In einem Interview mit dem Journalisten Florian Klenk
von der Wiener Stadtzeitung „Falter"
bekräftigte
Staatsanwalt
Leiningen seine abschätzigen und diskriminierenden Aussagen nochmals und fügte
noch
hinzu: „Ich glaube, dass Prostituierte
nicht so sehr unter einer Vergewaltigung leiden, wie Frauen, die
nicht diesen Beruf ausüben. Je mehr die Psyche einer vergewaltigten Frau
beeinträchtigt ist, desto
härter sollte die Strafe des Täters sein." Und: „Die
zwei haben nicht so gewirkt, ab ob sie an der
Vergewaltigung kiefeln würden. Sie seien ja „anders als das
Beamtentöchterl" an Sex gewöhnt.
Dass
die "Argumente"
von Staatsanwalt und Richter zu mildernden Umständen für den Vergewaltiger
führten - dessen Verteidiger quittierte dies mit einem „herzlichen
Dankeschön" (laut Kurier, 2.2.05) -
muss als frauen- und justizpolitischer
Skandal bezeichnet werden.
Die unterzeichneten Abgeordneten richten daher an die
Bundesministerin für Justiz
nachstehende
Anfrage:
1.
Teilen
Sie die Meinung von Staatsanwalt Hans-Christian Leiningen im oben dargestellten
Vergewaltigungsprozess?
2.
Sind
die von Leiningen getätigten Aussagen allgemeine Linie in der österreichischen
Justiz?
3.
Gibt
es Konsequenzen für den Ihrer Weisung unterstehenden Staatsanwalt?
4.
Wenn
ja, welche?
5.
Wenn
nein, warum nicht?
6.
Reicht
es Ihrer Meinung nach als Konsequenz aus, wie der Leiter der
Staatsanwaltschaft, Friedrich
Matousek, im „Falter gesagt hat, „man habe mit Leiningen ein ernstes Wort
gesprochen"?
7.
Sind
in Ihrem Ministerium Disziplinarmaßnahmen wegen frauenfeindlichen Aussagen
vorgesehen?
8. Wenn ja, wie lauten die?
9.
Wenn
nein, warum nicht?
10. Welche Maßnahmen gibt es im
Bereich der Fortbildung für StaatsanwältInnen?

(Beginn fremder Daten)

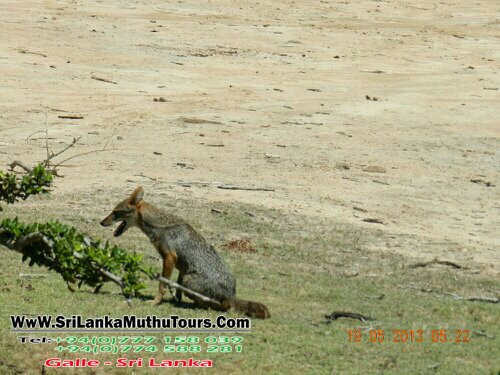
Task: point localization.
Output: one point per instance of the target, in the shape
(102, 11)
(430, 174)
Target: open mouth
(119, 230)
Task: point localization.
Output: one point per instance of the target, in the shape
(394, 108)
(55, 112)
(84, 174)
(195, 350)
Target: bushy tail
(252, 309)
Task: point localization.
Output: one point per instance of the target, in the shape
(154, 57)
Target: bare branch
(17, 163)
(436, 261)
(52, 156)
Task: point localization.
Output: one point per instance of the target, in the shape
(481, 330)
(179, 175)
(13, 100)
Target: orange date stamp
(409, 336)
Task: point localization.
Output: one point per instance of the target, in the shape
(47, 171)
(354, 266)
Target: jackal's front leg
(169, 260)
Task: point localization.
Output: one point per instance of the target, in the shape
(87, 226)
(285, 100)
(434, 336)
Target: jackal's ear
(136, 196)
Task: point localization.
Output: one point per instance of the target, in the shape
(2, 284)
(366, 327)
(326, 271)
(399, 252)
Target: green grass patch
(302, 270)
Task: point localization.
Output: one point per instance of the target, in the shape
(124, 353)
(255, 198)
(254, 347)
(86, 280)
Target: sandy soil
(272, 95)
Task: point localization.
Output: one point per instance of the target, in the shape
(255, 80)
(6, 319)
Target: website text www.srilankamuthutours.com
(126, 322)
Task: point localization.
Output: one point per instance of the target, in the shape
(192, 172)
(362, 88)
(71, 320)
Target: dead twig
(437, 261)
(234, 187)
(77, 155)
(103, 80)
(52, 155)
(17, 163)
(342, 314)
(71, 117)
(455, 296)
(479, 333)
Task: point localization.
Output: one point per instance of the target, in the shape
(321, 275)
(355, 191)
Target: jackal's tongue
(120, 229)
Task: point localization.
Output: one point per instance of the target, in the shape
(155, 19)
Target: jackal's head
(125, 212)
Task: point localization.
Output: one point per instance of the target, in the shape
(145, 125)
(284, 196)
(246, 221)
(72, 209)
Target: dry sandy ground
(274, 95)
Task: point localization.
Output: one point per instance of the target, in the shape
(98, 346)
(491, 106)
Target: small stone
(342, 166)
(374, 169)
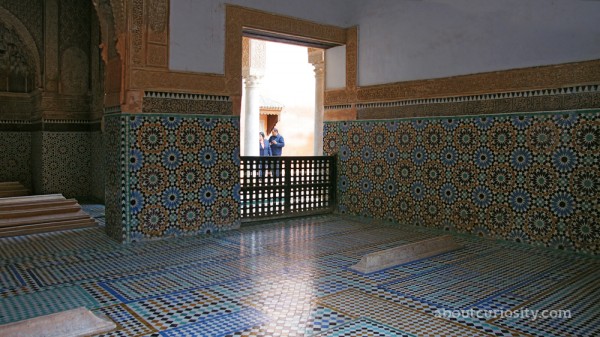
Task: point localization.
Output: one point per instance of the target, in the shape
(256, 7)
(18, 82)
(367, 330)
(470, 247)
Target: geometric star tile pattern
(292, 278)
(532, 178)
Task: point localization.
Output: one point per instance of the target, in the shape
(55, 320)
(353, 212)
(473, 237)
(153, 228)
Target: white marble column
(252, 115)
(317, 58)
(253, 69)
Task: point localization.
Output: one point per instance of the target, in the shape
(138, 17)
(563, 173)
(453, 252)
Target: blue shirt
(276, 148)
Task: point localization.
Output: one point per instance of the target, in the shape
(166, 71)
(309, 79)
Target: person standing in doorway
(264, 150)
(276, 142)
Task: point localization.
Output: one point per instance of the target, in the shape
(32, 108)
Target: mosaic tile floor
(291, 278)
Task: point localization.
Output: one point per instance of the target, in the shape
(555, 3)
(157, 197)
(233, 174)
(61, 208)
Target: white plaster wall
(335, 67)
(410, 40)
(197, 35)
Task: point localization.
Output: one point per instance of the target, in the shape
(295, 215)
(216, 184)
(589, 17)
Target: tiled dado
(176, 175)
(15, 157)
(531, 178)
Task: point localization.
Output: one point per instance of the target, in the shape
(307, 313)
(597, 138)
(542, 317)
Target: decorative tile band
(491, 96)
(112, 110)
(531, 178)
(338, 107)
(187, 96)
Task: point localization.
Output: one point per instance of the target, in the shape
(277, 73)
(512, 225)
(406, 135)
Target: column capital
(316, 56)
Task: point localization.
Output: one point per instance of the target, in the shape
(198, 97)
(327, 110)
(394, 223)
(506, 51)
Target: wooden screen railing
(286, 186)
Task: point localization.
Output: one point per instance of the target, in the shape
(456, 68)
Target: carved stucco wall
(30, 14)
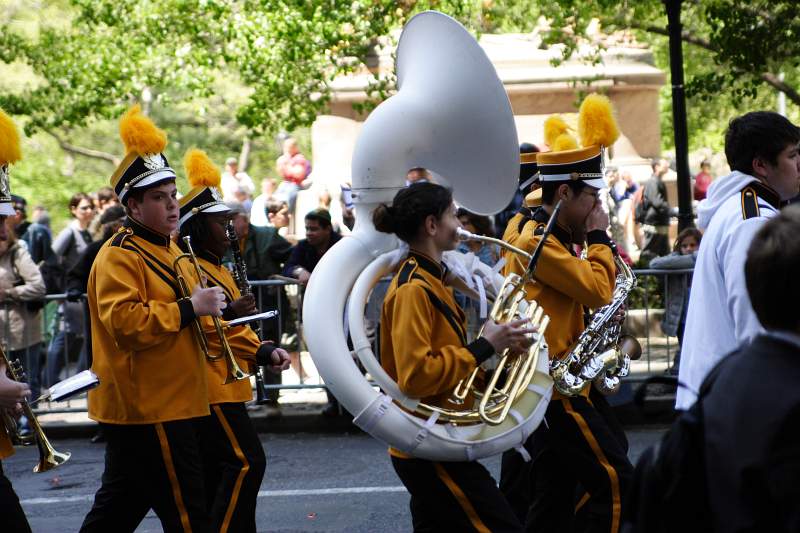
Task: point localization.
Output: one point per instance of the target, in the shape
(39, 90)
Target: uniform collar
(560, 232)
(429, 265)
(147, 233)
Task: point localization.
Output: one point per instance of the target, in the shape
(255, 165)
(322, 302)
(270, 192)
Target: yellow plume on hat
(139, 134)
(554, 127)
(9, 140)
(596, 122)
(565, 141)
(200, 171)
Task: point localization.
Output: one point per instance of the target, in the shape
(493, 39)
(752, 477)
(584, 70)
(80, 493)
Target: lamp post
(685, 216)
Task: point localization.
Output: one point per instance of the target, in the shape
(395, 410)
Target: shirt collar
(147, 233)
(560, 232)
(437, 270)
(208, 256)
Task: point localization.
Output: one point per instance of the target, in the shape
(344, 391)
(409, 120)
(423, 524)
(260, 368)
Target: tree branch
(86, 152)
(767, 77)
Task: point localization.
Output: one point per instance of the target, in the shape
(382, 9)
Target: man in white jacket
(762, 151)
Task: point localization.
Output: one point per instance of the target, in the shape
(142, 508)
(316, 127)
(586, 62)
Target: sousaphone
(452, 116)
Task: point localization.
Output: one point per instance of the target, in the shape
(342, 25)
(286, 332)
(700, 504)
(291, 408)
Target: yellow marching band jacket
(150, 366)
(566, 286)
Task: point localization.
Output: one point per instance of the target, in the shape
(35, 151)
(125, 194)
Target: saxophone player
(152, 371)
(581, 444)
(233, 457)
(424, 349)
(12, 393)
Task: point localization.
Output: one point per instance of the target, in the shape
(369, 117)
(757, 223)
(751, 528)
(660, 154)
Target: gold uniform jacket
(424, 347)
(150, 366)
(565, 285)
(243, 340)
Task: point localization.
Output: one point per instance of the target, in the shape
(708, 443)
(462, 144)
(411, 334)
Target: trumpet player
(234, 459)
(424, 349)
(152, 372)
(580, 449)
(12, 393)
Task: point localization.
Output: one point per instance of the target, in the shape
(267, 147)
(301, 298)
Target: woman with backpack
(68, 246)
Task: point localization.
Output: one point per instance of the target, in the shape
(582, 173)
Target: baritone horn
(235, 373)
(49, 458)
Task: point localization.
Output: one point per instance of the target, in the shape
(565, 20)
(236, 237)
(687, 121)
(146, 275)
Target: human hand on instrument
(280, 360)
(12, 393)
(208, 302)
(512, 335)
(246, 305)
(597, 218)
(619, 316)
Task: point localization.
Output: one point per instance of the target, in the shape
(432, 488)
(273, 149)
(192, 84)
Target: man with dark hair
(653, 213)
(319, 239)
(762, 151)
(754, 400)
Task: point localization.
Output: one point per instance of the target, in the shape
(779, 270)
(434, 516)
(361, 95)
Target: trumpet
(49, 458)
(235, 373)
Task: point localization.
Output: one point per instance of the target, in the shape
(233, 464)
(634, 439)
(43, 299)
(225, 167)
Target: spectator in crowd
(294, 169)
(68, 246)
(264, 252)
(488, 254)
(21, 291)
(653, 213)
(242, 196)
(305, 256)
(418, 175)
(278, 217)
(683, 256)
(762, 151)
(33, 235)
(258, 211)
(232, 180)
(752, 411)
(104, 198)
(702, 180)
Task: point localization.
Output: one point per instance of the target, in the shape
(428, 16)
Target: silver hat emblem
(153, 161)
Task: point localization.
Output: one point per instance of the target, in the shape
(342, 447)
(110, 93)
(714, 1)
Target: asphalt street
(314, 482)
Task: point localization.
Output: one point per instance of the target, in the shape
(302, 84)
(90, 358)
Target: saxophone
(239, 273)
(601, 354)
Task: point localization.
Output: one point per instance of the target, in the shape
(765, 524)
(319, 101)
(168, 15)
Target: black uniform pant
(234, 463)
(12, 518)
(454, 496)
(151, 466)
(517, 476)
(580, 471)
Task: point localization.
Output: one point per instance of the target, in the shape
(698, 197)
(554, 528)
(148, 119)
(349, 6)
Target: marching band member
(12, 393)
(234, 460)
(424, 349)
(578, 442)
(152, 372)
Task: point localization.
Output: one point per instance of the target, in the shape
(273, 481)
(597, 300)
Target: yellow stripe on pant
(616, 506)
(173, 477)
(242, 473)
(462, 499)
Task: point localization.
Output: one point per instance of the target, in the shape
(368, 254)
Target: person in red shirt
(702, 181)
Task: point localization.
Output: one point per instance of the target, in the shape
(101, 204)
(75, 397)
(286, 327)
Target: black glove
(74, 295)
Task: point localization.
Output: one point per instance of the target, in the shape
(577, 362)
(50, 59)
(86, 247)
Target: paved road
(341, 482)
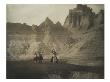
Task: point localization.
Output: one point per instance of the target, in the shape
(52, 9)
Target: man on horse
(54, 58)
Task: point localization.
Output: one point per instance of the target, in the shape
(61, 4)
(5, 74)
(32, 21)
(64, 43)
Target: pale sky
(36, 14)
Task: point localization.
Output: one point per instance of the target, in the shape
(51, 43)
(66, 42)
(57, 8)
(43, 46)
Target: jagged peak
(48, 19)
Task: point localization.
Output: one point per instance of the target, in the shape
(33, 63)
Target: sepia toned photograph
(55, 41)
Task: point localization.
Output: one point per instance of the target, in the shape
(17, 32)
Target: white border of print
(3, 35)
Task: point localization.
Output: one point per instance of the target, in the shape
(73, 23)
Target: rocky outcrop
(82, 17)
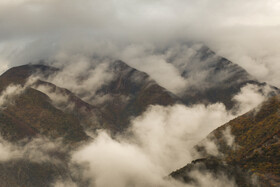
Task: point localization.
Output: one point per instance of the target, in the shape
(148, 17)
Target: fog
(244, 32)
(83, 37)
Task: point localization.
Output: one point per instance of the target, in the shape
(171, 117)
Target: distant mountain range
(34, 113)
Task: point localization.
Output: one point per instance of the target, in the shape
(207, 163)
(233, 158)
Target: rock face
(256, 144)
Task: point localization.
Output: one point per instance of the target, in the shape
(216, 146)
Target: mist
(84, 37)
(244, 32)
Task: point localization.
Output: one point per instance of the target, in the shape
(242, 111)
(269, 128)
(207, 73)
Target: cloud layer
(244, 32)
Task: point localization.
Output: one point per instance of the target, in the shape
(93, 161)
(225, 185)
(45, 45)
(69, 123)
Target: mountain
(212, 78)
(256, 144)
(42, 109)
(131, 92)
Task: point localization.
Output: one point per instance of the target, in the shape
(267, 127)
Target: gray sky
(246, 32)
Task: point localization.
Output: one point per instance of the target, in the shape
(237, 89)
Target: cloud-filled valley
(125, 93)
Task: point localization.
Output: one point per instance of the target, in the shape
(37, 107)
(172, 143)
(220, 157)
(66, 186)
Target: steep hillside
(131, 92)
(212, 78)
(256, 143)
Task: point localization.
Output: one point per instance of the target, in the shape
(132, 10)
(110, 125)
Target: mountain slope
(256, 144)
(211, 78)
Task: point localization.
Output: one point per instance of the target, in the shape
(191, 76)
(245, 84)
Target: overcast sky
(246, 32)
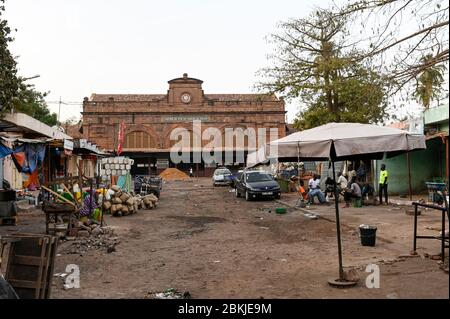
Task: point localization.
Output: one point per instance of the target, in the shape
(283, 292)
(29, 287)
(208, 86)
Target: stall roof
(23, 123)
(83, 146)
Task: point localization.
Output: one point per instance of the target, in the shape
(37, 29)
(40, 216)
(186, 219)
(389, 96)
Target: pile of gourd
(122, 203)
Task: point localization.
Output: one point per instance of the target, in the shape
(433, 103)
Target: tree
(9, 81)
(429, 83)
(313, 62)
(32, 102)
(398, 33)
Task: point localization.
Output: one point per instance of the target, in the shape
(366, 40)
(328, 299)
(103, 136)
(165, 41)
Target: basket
(433, 186)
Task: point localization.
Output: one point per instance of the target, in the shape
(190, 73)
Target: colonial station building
(149, 120)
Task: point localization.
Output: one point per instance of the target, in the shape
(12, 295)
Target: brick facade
(150, 118)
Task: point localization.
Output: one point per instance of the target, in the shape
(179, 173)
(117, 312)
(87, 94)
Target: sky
(98, 46)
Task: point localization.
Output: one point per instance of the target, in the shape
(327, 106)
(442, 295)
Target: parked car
(236, 177)
(257, 184)
(222, 176)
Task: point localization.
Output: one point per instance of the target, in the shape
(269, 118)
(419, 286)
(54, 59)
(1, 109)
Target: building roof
(158, 97)
(242, 97)
(185, 79)
(126, 97)
(23, 123)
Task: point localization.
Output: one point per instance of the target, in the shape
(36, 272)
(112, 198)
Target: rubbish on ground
(311, 216)
(351, 275)
(170, 293)
(122, 203)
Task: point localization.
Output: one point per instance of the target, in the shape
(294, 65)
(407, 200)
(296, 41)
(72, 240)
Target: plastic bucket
(368, 235)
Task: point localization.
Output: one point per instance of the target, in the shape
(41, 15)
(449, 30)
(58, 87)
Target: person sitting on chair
(353, 192)
(329, 186)
(314, 190)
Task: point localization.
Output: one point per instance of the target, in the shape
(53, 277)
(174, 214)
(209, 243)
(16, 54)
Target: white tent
(339, 141)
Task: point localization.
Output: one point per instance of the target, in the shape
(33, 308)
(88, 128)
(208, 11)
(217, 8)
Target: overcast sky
(109, 46)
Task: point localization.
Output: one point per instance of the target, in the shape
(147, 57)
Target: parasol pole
(338, 224)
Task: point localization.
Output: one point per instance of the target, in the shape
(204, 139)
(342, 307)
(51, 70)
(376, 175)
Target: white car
(222, 176)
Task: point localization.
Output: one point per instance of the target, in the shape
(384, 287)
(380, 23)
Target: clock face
(185, 98)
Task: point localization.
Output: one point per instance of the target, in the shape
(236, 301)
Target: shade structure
(335, 142)
(339, 141)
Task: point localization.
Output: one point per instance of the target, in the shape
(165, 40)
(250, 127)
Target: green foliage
(9, 82)
(14, 93)
(32, 103)
(429, 83)
(313, 63)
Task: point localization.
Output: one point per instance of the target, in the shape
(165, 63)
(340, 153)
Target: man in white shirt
(314, 190)
(341, 182)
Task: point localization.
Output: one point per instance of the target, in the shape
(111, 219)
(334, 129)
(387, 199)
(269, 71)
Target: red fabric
(121, 137)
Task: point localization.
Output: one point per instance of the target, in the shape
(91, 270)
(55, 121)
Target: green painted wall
(425, 164)
(436, 114)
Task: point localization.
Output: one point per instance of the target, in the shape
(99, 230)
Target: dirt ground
(205, 241)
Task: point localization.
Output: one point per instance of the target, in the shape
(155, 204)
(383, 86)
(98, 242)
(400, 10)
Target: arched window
(181, 138)
(139, 139)
(236, 136)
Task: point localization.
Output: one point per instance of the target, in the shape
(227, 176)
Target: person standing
(351, 172)
(383, 184)
(353, 192)
(342, 182)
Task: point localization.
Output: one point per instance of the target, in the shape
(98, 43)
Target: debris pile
(102, 242)
(173, 174)
(170, 293)
(122, 203)
(92, 237)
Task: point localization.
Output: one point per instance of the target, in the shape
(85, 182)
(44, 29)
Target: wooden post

11. Haben Sie den Bericht zu oben
dargestellten Prozess angefordert?
12. Wenn ja, welchen Inhalt hat der
Bericht?
13. Wenn nein, warum nicht?
14. Welche Maßnahmen gibt es im
Bereich der Fortbildung für RichterInnen?
15. Teilen Sie die oben
beschriebenen Aussagen des Richters Thomas Schrammel, wonach „eine
Prostituierte eine Vergewaltigung wahrscheinlich leichter wegsteckt als das
behütete
Bürgertöchterl, und so zu erklären ist, dass die Opfer bei der Einvernahme
nicht heulten?"
16. Müssen Vergewaltigungsopfer bei
der Einvernahme heulen, damit sie als "richtiges Opfer"
anerkannt werden?
17. Gibt es für den Richter des
Prozesses, Thomas Schrammel, disziplinäre Konsequenzen?
18. Wenn ja, in welcher Art?
19. Wenn nein, warum nicht?
20. Sind seitens Ihres Ministerium
Maßnahmen gegen richterliches Fehlverhalten vorgesehen?
21. Wie viele Prozesse gab es wegen
strafbaren Handlungen gegen die Sittlichkeit seit dem Jahr 2000?
22. Wie viele Verurteilungen gab es
wegen strafbaren Handlungen gegen die Sittlichkeit seit 2000?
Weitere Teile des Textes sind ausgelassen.